'I'm not asking you to come in, I'm telling you,' Grandpa snarled in the dark. 'This is not an option; this is an operation. We are going to try to figure out a way to put an end to this investigation.'
'How're we gonna do that?' Carl asked. The windows in the front had curtains, and now a silhouetted figure parted the curtains and looked out. The silhouette looked to Carl like a woman's.
'Watch,' Grandpa said.
They walked up to the porch and as they were about to knock on the front door, it opened. A woman was there in a terry-cloth dressing gown, yellow with age; she was forty, overweight, with dark, oily skin; she smelled of bourbon and cigarettes.
'Who're you?'
'I'm Roger's grandfather and this is his son. We need to talk to him for a moment,' Grandpa said.
The woman looked them over, then turned and called, 'They say it's your kid and your grandpa.'
'I'm coming…'
She stepped back from the door, and they stepped inside. The place smelled like cheap burning wood and newspaper, and baked beans. Roger came out of the back. He was a tall man, wearing black jeans and a plain white T-shirt; his hair, once blond, was going gray.
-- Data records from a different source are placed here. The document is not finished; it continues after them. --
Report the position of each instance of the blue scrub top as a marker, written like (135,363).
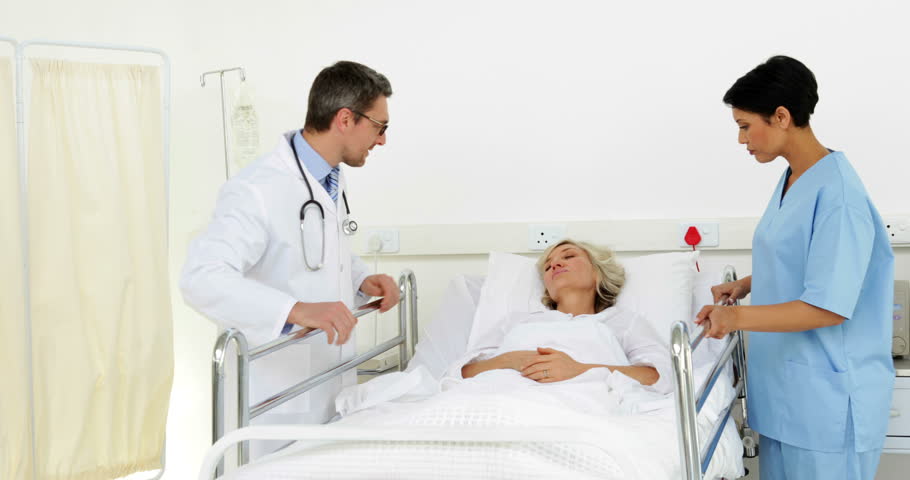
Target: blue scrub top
(823,243)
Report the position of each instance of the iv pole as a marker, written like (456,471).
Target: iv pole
(227,172)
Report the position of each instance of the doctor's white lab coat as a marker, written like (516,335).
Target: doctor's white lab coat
(246,271)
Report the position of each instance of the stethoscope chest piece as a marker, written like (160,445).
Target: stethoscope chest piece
(349,226)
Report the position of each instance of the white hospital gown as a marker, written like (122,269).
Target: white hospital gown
(612,337)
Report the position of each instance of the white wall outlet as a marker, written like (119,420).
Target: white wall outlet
(541,236)
(709,231)
(382,241)
(898,229)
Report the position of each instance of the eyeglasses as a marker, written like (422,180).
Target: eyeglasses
(382,126)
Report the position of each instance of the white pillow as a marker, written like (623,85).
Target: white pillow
(658,287)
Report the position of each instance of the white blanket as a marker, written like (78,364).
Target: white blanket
(636,431)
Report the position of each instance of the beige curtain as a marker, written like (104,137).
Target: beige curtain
(15,414)
(101,311)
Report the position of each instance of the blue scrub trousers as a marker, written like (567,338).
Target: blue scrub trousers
(780,461)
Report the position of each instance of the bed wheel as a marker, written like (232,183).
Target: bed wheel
(750,446)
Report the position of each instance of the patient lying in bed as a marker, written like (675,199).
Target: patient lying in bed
(582,332)
(583,353)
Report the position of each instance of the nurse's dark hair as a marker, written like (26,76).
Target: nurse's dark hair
(343,85)
(779,82)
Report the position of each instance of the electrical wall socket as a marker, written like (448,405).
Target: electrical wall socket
(898,229)
(709,231)
(541,236)
(382,241)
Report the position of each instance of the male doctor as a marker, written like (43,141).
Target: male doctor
(268,264)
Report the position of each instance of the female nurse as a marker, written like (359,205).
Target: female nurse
(820,367)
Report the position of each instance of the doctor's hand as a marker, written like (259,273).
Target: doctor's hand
(721,320)
(733,291)
(333,318)
(553,366)
(384,286)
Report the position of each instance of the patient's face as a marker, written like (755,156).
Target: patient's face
(568,267)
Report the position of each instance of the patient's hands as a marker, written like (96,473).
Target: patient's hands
(510,360)
(549,365)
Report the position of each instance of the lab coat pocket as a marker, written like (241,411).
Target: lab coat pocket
(814,402)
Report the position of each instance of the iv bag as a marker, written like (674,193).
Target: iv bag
(244,129)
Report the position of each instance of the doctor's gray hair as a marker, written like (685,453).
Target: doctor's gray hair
(611,276)
(343,85)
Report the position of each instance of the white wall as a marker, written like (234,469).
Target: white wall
(515,111)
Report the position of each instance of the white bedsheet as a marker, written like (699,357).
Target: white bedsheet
(636,432)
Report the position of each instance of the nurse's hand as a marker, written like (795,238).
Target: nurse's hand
(333,318)
(720,320)
(733,291)
(384,286)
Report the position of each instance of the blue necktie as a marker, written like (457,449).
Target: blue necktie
(331,184)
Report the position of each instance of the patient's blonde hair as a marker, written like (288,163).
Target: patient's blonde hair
(610,274)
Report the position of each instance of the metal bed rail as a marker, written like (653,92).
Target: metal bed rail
(694,456)
(407,285)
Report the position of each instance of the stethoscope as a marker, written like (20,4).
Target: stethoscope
(349,227)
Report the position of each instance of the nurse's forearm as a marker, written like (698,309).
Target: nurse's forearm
(795,316)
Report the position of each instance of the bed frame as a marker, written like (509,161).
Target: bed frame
(694,459)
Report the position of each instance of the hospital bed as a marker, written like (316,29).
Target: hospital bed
(698,439)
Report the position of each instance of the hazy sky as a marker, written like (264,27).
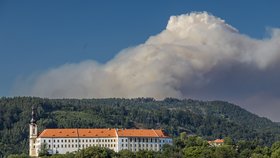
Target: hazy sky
(44,43)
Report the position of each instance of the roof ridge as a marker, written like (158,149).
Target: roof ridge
(155,132)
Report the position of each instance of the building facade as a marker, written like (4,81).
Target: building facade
(61,141)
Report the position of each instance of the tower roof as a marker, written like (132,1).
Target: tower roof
(33,120)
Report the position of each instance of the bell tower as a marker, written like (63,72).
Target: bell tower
(33,133)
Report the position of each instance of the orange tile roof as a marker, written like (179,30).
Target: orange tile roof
(77,132)
(106,132)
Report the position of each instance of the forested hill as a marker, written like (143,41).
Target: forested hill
(211,119)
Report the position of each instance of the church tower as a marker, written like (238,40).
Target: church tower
(33,133)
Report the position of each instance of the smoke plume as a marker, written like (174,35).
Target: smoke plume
(198,56)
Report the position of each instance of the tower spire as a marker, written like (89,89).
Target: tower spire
(33,120)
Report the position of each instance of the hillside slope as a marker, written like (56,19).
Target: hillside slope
(210,120)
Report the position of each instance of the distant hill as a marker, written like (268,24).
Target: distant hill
(209,119)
He was barefoot. 'What do you two want?' he asked.
'We need to talk to you for a moment. It's important, but…' Grandpa looked at the woman, and then back at Roger. 'It's private.'
Roger looked at them for a long four seconds, then asked, 'Something happen to Jan?'
'No. It's about the four families,' Grandpa said. 'We've got a big problem.'
'Fuck that,' Roger said. But he turned to the woman and said, 'You go on back in the bedroom. I'll be back in five minutes. You shut that door tight.'
She put her hands on her hips and sighed, as if he'd just unloaded the burden of the world on her, then sullenly went back to the bedroom and slammed the door.
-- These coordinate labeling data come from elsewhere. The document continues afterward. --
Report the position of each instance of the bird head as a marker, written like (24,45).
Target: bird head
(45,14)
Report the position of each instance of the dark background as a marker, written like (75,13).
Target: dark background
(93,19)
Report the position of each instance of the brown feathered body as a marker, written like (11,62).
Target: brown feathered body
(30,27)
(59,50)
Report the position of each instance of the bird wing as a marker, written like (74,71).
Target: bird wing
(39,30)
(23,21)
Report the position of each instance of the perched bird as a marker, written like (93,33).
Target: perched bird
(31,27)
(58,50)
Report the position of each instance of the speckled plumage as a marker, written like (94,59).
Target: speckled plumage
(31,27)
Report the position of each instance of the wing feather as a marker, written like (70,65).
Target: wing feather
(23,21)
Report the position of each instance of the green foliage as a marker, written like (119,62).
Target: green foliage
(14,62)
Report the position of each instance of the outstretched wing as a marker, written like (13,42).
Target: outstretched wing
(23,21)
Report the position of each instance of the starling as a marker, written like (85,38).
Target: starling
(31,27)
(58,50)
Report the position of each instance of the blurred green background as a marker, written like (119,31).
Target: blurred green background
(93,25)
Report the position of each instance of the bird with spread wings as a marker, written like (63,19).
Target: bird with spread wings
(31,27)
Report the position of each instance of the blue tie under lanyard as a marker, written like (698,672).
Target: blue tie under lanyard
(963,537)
When the door slammed, Roger looked at Grandpa and then at Carl, and said, 'Carl knows?'
'Yes,' Grandpa said. He had his hand in his pocket and when he took it out, he had the silenced pistol in it.
Carl said, 'What?' when he saw the pistol coming up, and Grandpa shot Roger in the heart.
Roger, looking surprised, fell down with a thump. The wooden floor echoed like a drum.
Carl said, 'You shot my dad.' Like a slap in the face; it staggered him.
Grandpa said, 'Don't think. Go do the woman.' He handed the gun to Carl. 'Don't think, don't touch her, don't touch anything. Just go do it.'
'You shot my fuckin' dad,' Carl said, and the gun barrel drifted up toward Grandpa's waist.
'Don't point the gun at me; just take care of the woman.'
'You… Jesus Christ.' Carl stared at the old man.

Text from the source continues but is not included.